Task.init() takes by default output_uri from clearml.conf configuration file (S3 bucket in my case). But underlined task created with Dataset.create() ignores it and uploads files by default to https://files.community.clear.ml Is this intended behavior?

Posted 2 years ago
Votes Newest

Answers 5

SuccessfulKoala55 Without commented line files are uploaded to http://files.community.clear.ml instead of by S3 bucket

Posted 2 years ago

Hi SuccessfulKoala55 Here is code_snipet
` task = Task.init(project_name=PROJECT_NAME, task_name=section)
print('params', params)

dataset = Dataset.create(dataset_name=params['dataset'], dataset_project=PROJECT_NAME)
dataset_local_dir = dataset.get_local_copy()

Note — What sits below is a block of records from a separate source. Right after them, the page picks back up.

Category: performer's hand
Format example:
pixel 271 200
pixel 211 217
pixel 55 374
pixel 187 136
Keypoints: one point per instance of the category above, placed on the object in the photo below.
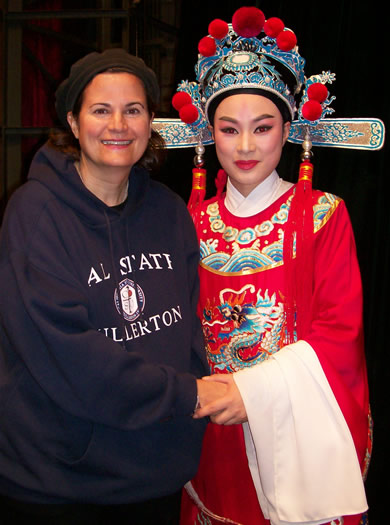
pixel 209 391
pixel 226 410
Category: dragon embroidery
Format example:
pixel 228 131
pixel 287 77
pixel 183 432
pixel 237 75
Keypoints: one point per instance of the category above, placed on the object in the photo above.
pixel 244 328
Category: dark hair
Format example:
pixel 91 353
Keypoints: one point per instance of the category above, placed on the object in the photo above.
pixel 278 101
pixel 62 139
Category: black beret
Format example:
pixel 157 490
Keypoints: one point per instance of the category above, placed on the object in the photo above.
pixel 83 71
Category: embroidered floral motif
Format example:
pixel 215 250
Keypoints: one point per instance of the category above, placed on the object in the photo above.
pixel 245 255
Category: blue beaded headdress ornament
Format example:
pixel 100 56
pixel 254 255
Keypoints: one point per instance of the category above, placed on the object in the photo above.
pixel 254 53
pixel 261 56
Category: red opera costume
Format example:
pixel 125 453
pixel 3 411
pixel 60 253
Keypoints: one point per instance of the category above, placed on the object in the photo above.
pixel 242 312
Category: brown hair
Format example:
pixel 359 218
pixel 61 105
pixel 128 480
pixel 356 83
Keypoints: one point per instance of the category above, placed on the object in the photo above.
pixel 62 139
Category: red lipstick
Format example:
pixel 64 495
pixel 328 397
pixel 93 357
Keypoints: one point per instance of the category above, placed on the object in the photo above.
pixel 246 164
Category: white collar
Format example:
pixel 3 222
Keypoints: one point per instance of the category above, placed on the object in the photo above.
pixel 259 199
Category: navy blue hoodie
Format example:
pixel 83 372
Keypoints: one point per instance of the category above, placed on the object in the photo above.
pixel 100 343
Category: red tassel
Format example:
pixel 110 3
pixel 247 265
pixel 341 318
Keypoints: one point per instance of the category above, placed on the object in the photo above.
pixel 220 181
pixel 298 260
pixel 198 192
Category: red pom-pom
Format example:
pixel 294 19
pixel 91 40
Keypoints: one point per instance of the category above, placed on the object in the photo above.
pixel 317 92
pixel 286 40
pixel 311 110
pixel 189 113
pixel 273 27
pixel 218 29
pixel 207 46
pixel 248 21
pixel 180 99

dataset._task.output_uri = task.output_uri

KeywordProcessor(params['es_host'], params['es_port'], True, DOCS_ROOT)

dataset.add_files(DOCS_ROOT, wildcard='*.csv')
dataset.upload() `I add several files to a dataset and upload

Posted 2 years ago

Hi HelpfulHare30 , which files are you referring to?

Posted 2 years ago

Yeah, I see what you mean, probably because the output_uri initialization is handled by the Task.init() . Can you please open a GitHub issue?

Posted 2 years ago

SuccessfulKoala55 Sure. At https://github.com/allegroai/clearml/issues ?

Posted 2 years ago